The numerous books and articles that have been devoted to Courbet's well-known canvas The Painter's Studio (fig. 1) invariably presuppose that the painting is a pictorial manifesto rather than a factual representation of what went on in the artist's studio — indeed, that The Painter's Studio “hides making” and “shows creation.” This premise appears to be justified by the work's complete title, L’Atelier du peintre: Allégorie réelle déterminant une phase de sept années de ma vie artistique (The Painter's Studio: Real Allegory Determining a Phase of Seven Years of My Life as an Artist), which encourages an allegorical reading — though the word “real” appears to suggest that the allegory is constructed from, or may contain, real elements.
In the century and a half since it was painted, the monumental canvas has been interpreted in countless different ways. It has been linked with the ideas of philosophers Charles Fourier and Pierre-Joseph Proudhon; it has been read as a Masonic allegory in which each figure stands for a significant nineteenth-century political personage; and it has been cited as an example of Courbet's “embodiment” in his own paintings, to mention only a few examples. In this article I will not attempt to add yet another explanation of, or layer of meaning to, Courbet's deliberately enigmatic and endlessly polysemic “real allegory” (in a letter to a friend, he wrote that the painting was “passablement mystérieux” and added, “divinera qui pourra”). Instead, I intend to subvert not only the standard approach to the painting but also the theme of this collection of essays, by trying to assess to what extent L’Atelier du peintre, despite its apparent emphasis on “showing creation,” reveals something about Courbet's “making” — and does so, I shall argue, deliberately.
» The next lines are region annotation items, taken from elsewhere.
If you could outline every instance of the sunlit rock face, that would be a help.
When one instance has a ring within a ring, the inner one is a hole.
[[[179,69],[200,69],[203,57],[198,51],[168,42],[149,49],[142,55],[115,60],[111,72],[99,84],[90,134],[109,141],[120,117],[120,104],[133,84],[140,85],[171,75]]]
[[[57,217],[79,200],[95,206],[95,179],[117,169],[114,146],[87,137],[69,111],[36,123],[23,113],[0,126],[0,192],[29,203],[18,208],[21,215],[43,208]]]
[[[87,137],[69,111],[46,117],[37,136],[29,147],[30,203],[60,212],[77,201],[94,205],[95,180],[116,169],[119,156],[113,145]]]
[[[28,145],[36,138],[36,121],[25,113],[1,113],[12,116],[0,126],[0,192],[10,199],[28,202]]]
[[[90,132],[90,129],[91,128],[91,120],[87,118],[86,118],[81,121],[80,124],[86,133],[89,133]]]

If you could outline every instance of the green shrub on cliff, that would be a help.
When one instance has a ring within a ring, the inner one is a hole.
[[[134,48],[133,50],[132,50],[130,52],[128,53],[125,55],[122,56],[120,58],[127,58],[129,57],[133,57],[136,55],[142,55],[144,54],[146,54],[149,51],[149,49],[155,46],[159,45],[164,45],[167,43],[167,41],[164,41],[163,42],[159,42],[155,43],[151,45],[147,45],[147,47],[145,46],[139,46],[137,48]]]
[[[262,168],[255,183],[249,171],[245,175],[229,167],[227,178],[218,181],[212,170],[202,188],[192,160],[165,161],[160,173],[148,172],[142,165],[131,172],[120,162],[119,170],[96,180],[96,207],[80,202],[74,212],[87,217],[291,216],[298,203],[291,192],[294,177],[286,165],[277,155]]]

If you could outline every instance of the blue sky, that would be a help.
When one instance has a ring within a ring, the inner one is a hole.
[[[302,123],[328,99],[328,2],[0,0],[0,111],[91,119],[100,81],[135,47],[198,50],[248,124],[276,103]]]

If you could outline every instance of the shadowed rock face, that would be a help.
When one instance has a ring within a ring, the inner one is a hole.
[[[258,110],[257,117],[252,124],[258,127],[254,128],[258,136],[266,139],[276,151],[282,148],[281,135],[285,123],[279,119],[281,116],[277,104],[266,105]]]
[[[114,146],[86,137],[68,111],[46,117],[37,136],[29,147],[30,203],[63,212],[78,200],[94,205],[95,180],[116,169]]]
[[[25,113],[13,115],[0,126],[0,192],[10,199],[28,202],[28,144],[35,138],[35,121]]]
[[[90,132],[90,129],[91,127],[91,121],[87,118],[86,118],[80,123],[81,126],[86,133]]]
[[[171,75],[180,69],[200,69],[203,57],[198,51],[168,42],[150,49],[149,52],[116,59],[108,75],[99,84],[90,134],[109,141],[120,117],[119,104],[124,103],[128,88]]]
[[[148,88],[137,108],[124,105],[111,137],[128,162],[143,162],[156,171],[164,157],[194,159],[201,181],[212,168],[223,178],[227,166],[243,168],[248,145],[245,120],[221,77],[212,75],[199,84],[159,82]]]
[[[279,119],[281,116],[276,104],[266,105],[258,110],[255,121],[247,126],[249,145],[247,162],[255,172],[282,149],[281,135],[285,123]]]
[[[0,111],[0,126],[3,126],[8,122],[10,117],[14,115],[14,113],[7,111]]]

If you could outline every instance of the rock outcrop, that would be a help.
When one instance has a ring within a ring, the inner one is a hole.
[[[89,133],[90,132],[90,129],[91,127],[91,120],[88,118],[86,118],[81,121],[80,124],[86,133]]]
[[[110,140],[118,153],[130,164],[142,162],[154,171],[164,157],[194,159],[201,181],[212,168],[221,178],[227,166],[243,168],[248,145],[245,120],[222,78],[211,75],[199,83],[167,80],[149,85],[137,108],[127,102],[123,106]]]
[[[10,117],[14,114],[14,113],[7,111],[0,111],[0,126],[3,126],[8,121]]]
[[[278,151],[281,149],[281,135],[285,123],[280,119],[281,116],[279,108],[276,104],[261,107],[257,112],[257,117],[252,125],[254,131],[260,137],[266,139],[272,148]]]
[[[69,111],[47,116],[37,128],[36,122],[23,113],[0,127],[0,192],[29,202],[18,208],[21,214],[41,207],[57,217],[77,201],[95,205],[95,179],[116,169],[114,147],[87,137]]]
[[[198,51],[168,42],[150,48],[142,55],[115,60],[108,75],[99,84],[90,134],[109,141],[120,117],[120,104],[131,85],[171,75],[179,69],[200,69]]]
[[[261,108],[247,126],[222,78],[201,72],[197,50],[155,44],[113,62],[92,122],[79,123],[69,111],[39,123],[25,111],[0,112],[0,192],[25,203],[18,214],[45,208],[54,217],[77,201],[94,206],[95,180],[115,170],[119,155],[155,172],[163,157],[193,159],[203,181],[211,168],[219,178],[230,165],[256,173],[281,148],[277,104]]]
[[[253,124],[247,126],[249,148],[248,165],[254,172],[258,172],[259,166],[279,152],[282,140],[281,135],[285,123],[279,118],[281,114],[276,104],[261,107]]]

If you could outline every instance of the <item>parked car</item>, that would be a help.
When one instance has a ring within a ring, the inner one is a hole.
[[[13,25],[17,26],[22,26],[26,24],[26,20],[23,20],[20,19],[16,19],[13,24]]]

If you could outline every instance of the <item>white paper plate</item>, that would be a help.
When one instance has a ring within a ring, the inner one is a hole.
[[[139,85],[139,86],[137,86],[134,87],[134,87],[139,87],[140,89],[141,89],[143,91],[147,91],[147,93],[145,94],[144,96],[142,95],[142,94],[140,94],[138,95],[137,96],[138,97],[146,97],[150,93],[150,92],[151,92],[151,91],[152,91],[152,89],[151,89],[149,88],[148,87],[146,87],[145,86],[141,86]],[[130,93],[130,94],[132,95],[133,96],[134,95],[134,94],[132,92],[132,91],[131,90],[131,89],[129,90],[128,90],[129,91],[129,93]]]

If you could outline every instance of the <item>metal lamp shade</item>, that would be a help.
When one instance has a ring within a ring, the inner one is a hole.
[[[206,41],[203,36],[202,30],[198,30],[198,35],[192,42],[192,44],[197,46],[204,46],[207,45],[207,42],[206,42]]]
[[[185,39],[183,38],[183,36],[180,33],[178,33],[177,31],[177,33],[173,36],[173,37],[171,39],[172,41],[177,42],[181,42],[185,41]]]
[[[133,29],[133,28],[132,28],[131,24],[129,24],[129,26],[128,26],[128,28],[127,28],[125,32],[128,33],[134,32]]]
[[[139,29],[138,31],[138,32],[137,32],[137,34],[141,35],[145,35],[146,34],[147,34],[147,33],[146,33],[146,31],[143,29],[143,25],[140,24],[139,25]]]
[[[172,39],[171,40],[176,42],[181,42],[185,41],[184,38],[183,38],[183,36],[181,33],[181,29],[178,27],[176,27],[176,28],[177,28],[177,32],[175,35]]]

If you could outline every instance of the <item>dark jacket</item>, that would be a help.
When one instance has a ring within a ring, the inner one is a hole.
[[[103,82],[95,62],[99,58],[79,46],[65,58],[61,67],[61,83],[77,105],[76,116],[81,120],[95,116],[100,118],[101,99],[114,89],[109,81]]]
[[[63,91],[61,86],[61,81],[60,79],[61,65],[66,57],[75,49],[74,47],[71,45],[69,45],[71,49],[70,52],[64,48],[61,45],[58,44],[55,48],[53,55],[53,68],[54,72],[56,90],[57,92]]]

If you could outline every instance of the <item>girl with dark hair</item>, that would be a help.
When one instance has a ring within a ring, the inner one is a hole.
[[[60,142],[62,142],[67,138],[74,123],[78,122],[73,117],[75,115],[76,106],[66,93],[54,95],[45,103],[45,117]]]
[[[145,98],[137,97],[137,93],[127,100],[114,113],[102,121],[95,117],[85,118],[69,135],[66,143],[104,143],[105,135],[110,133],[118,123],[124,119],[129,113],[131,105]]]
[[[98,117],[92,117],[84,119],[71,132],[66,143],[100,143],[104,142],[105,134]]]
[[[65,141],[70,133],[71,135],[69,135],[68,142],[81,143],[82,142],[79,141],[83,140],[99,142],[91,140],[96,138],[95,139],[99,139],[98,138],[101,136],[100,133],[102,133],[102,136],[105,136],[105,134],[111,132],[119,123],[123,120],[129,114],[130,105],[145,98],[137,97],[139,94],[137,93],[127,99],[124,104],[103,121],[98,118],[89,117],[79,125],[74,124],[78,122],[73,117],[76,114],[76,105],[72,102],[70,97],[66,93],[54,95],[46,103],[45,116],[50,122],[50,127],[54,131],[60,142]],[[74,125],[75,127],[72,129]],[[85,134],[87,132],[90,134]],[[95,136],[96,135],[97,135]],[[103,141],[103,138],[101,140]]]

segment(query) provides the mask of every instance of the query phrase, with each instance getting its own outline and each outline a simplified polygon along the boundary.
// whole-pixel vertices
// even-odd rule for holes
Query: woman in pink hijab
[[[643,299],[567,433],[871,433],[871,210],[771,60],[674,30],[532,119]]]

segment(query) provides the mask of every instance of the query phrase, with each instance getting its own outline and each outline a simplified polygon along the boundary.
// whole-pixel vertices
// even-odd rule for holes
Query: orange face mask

In The Painter's Studio, Courbet has portrayed himself in the center of his Paris studio. Flanked on the right by a group of patrons, critics, and friends and on the left by a motley crowd of contemporary popular types — hunter, farmer, clown, priest, Jew, veteran — the artist is seated at his easel, which supports a large, nearly finished canvas. (Judging by its relationship to the figures nearby, it must measure a little over a square meter.) Though commonly referred to as a view of the Franche Comté, the painting does not appear to depict a specific site in the region, nor does it resemble any known work by Courbet.